Scipión Emiliano Llona Gastañeta (Lima, — ) was a Peruvian scientist who served as director of Lima's Seismological Observatory from its establishment in 1908 until his death in 1946.

==Biography==
The son of Emiliano Llona Echeverri and María Rosa Bartolina Gastañeta Rivero, his brother Victor was a writer based in New York City, where he published several novels. Scipión had two daughters with Luisa Gastañeta, Teresa María and Adriana.

He studied at the college of Neuilly-sur-Seine, and then at the Scientific Institute of Lima, directed by José Granda Esquivel. He was a private student of Federico Villarreal. He entered the National School of Engineers, but left his studies due to his father's illness, to attend to his vanadium mine, and other business matters. He won the post of Secretary of the Geographical Society of Lima, an institution founded in 1888. He held this post continuously until his death in 1946.

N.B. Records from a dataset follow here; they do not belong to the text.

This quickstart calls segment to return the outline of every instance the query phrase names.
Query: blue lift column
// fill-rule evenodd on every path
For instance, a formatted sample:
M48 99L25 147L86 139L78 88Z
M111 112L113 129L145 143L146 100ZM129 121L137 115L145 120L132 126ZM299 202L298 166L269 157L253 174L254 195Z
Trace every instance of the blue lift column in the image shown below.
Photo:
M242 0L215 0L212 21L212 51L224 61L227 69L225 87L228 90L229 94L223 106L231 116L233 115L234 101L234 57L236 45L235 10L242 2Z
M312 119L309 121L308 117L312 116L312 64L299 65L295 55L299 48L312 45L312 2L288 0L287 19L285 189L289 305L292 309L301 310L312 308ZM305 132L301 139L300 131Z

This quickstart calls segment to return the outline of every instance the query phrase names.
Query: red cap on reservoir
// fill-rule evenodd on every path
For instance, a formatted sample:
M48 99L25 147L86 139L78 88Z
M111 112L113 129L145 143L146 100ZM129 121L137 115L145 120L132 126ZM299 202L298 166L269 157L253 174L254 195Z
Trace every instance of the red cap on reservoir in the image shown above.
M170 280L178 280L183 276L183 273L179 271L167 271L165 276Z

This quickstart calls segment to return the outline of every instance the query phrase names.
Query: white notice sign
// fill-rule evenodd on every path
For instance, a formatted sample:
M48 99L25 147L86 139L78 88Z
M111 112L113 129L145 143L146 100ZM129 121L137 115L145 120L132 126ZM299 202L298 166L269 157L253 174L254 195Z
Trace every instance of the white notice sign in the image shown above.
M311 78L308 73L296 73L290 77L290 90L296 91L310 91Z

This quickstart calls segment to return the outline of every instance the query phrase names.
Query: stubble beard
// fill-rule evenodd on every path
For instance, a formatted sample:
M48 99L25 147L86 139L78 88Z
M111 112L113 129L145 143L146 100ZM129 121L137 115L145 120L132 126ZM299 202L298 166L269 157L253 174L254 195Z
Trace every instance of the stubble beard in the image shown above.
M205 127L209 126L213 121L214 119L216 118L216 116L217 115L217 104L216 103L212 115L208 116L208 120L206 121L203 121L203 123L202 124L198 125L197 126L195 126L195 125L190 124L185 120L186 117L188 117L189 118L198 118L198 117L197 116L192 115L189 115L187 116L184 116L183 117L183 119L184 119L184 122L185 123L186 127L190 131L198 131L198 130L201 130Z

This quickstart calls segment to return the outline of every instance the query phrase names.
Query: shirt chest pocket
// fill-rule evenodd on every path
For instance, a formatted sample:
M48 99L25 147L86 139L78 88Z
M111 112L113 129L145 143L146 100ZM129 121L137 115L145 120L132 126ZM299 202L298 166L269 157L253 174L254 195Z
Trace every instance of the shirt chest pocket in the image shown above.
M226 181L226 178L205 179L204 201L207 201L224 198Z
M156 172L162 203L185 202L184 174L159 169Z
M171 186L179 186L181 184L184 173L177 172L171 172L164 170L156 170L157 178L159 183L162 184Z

He collaborated in the creation of the Seismological Observatory of Lima in 1906, alongside other members of the Geographical Society, which began its official activities in 1908. When this Observatory came to be administered by the Ministry of Public Works and Works in 1924, Llona was already its director and from then on it was called the State Seismological Service. He wrote about the Geography of Madre de Dios in the Bulletin of the Geographical Society (1904).

He attended the World Congress of Geodesy and Geophysics in Madrid (1924) representing Peru. He published "Cycloidal Cosmological Theory" in 1919, Volume I. This work was evaluated by a Scientific Committee of the Geographical Society of Lima formed by Federico Villarreal, Hope Jones and Melitón Carvajal, who highlighted the scientific significance of the work. The theory is an attempt to find a cause and effect between the cycloidal movements of any star in the universe and the effects they can have on their interior, and it also studies the forces of inertia caused by the rotation of the planet Earth. It states that Seismology has as its ultimate goal the prediction of earthquakes, refuting the non-predictability of earthquakes expressed by the French seismologist Fernand Montessus de Ballore in Chile.

He was a member of the Pan American Institute of Geography and History, attending as one of the Peruvian delegates at the institute's Third Assembly, held in Lima in 1941. He was also a member of the Founders of Independence Society, the geographical societies of Chile, Mexico, Colombia and the United States.

He died on November 21, 1946, and was buried with the honors of a Minister of State in the Presbítero Matías Maestro Cemetery. His daughter María Teresa worked as a writer in El Comercio and La Prensa, serving as director of Variedades in 1932. A street in Miraflores bears his name.